Scientific classification
- Kingdom: Animalia
- Phylum: Chordata
- Class: Aves
- Order: Passeriformes
- Family: Phylloscopidae
- Genus: Phylloscopus
- Species: P. montis
- Binomial name: Phylloscopus montis (Sharpe, 1887)
- Synonyms: Seicercus montis

= Yellow-breasted warbler =

- Genus: Phylloscopus
- Species: montis
- Authority: (Sharpe, 1887)
- Conservation status: LC
- Synonyms: Seicercus montis

Species of bird

The yellow-breasted warbler (Phylloscopus montis) is a species of Old World warbler in the family Phylloscopidae.
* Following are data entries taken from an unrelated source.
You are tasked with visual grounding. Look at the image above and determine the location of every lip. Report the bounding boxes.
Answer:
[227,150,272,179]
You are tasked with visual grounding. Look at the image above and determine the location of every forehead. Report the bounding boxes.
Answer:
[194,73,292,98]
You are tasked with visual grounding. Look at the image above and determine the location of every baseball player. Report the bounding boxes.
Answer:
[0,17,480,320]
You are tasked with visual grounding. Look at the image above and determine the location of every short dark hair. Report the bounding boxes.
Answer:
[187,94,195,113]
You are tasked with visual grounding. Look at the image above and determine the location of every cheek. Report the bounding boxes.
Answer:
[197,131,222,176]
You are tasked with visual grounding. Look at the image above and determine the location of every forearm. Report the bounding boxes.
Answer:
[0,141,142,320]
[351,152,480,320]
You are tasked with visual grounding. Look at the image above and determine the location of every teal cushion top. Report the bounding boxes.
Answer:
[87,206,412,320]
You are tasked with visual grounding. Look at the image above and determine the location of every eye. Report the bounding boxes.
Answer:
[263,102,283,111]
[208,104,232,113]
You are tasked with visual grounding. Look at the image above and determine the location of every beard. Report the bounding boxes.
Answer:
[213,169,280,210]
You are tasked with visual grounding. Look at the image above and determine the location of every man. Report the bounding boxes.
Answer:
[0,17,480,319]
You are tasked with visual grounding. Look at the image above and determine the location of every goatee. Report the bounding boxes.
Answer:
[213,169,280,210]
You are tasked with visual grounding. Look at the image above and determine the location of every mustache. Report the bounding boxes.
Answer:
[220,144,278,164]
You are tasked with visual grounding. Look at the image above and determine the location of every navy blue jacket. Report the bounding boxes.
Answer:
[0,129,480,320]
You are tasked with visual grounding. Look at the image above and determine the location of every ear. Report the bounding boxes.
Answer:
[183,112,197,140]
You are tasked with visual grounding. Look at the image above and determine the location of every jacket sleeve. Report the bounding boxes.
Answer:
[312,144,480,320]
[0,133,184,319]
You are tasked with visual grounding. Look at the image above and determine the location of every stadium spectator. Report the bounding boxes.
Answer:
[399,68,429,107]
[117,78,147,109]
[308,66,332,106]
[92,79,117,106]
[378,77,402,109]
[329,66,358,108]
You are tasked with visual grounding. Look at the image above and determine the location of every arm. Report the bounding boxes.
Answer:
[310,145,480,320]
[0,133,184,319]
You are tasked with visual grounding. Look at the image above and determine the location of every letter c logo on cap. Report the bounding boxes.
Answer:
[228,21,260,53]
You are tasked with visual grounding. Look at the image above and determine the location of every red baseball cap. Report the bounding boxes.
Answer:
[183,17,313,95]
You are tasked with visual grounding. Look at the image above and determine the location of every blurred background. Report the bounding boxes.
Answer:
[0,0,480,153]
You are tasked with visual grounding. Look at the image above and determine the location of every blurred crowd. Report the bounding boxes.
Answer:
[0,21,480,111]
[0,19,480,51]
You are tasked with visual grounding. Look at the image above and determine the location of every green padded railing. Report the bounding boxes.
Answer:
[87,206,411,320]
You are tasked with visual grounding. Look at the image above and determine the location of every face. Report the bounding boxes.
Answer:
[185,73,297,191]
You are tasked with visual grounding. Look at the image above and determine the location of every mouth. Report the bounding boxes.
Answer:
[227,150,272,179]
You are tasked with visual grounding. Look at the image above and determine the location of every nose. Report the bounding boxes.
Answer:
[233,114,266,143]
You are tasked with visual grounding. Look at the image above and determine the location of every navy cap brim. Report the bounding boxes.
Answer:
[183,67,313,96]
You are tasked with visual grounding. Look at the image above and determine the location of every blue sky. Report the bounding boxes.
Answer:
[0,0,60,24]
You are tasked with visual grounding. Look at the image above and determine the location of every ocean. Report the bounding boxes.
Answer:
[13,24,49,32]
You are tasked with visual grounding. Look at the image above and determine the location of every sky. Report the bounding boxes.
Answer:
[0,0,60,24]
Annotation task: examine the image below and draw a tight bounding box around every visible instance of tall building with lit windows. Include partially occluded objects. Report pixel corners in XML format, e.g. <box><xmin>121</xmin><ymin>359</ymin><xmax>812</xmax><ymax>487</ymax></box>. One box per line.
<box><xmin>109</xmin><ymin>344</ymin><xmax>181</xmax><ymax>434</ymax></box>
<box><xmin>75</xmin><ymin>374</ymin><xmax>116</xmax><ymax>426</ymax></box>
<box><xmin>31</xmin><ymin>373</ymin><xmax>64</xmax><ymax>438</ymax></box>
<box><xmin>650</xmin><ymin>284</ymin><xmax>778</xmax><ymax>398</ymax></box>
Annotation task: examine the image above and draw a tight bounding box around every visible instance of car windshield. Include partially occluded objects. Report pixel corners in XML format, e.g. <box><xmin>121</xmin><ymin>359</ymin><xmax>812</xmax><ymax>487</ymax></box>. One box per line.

It is found in Indonesia, Malaysia, and Palawan Island in the Philippines. The species is most common on the islands of Sumatra and Borneo in Indonesia. Its natural habitats are subtropical or tropical moist lowland forest and subtropical or tropical moist montane forest.

The species nests in mid-February and breeds February–April. It builds domed nests with a side entrance out of grasses and bryophytes. Nests are found among roots under the overhanging lip of an eroded bank or other similar place. It forages for food alone or with small parties of not more than five birds.

The yellow-breasted warbler was previously placed in the genus Seicercus. A molecular phylogenetic study published in 2018 found that neither Phylloscopus nor Seicercus were monophyletic. In the subsequent reorganization the two genera were merged into Phylloscopus which has priority under the rules of the International Commission on Zoological Nomenclature.

The yellow-breasted warbler has a large range and a steady population size. From the perspective of conservation biology, this species is classified as one of least concern, meaning it does not appear to be threatened or vulnerable to extinction at the present time.